BERLIN. (hpd/dgpd) An welchen Arzt kann ich mich wenden, wenn ich ein selbstbestimmtes Ende mit ärztlicher Hilfe haben möchte? Drohen dem Hausarzt Sanktionen, wenn er mir ein entsprechendes Rezept ausstellt? Ist jedem Arzt klar, welche Pflichten er gegenüber seinen Patienten hat?
Dies und mehr waren die Fragen, die fast 200 Interessierte am Dienstag in die Technische Universität Berlin führten, um bei der DGHS-Diskussion „Selbstbestimmt sterben. Neue Ansätze für ein Umdenken in Deutschland“ dabei zu sein.
In dem Hörsaal verwies der bekannte Münchner Medizinrechtsanwalt Wolfgang Putz auf die völlig „klare Rechtslage“, die lediglich die aktive Tötung unter Strafe stellt. Jeder Patient habe „ein einklagbares Recht, wenn er zum Beispiel nicht mehr beatmet werden möchte“. In seiner Anwaltstätigkeit gebe es einen starken Anstieg von durchgeführten Suizidassistenzen, die durch ihn rechtlich abgesichert werden.
Dr. Ulrich Meyberg, der auch Mitglied des DGHS-Präsidiums ist, warb für die Einrichtung von Suizidpräventionsberatungsstellen, die dem Hilfesuchenden alle Möglichkeiten von Alternativ-Behandlungen aufzeigen sollen, aber eine wohlüberlegte Selbsttötung letztlich auch akzeptieren.
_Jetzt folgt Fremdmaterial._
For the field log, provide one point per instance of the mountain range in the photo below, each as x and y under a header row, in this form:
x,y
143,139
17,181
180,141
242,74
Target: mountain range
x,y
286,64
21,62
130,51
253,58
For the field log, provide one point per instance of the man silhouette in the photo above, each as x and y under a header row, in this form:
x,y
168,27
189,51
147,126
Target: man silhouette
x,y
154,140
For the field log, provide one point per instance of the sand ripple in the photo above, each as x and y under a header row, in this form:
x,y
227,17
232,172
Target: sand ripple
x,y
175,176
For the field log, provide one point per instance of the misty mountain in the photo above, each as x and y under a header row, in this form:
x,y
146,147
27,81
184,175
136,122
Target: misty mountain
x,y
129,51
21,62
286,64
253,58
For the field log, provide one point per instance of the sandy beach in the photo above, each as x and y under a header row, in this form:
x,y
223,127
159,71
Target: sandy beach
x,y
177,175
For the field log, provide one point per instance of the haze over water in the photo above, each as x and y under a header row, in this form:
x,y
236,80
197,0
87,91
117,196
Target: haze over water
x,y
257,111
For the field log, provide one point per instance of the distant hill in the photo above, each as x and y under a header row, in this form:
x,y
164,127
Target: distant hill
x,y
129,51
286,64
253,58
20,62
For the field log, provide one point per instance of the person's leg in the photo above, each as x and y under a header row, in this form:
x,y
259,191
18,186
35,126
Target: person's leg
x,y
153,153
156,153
Dass bereits im alltäglichen Umgang mit Sterbenden eine breite Palette von Hilfestellungen gegeben werde, betonte der Palliativmediziner Dr. Matthias Thöns aus Witten. Den meisten Patienten helfe, so Thöns, Schmerzmittel und Sedierung.
Auf die Garantenstellung des Arztes verwies der Präsident der Ärztekammer Westfalen-Lippe, Dr. Theodor Windhorst. Er gehe stets davon aus, dass der Patient Hilfe wünsche, aber das Selbstbestimmungsrecht und die Patientenverfügung sei zu respektieren. In seiner Region verbiete das Berufsrecht den Ärzten nicht absolut eine Assistenz beim Suizid, ebenso drohe kein Approbationsentzug, aber kein Mediziner könne dazu verpflichtet werden. Der Berliner Arzt Uwe-Christian Arnold, der aufgrund seiner Suizidbegleitungen mittlerweile Bekanntheit erlangt hat, betonte, dass viele Ärzte Repressionen durch ihre jeweilige Berufsvertretung fürchten.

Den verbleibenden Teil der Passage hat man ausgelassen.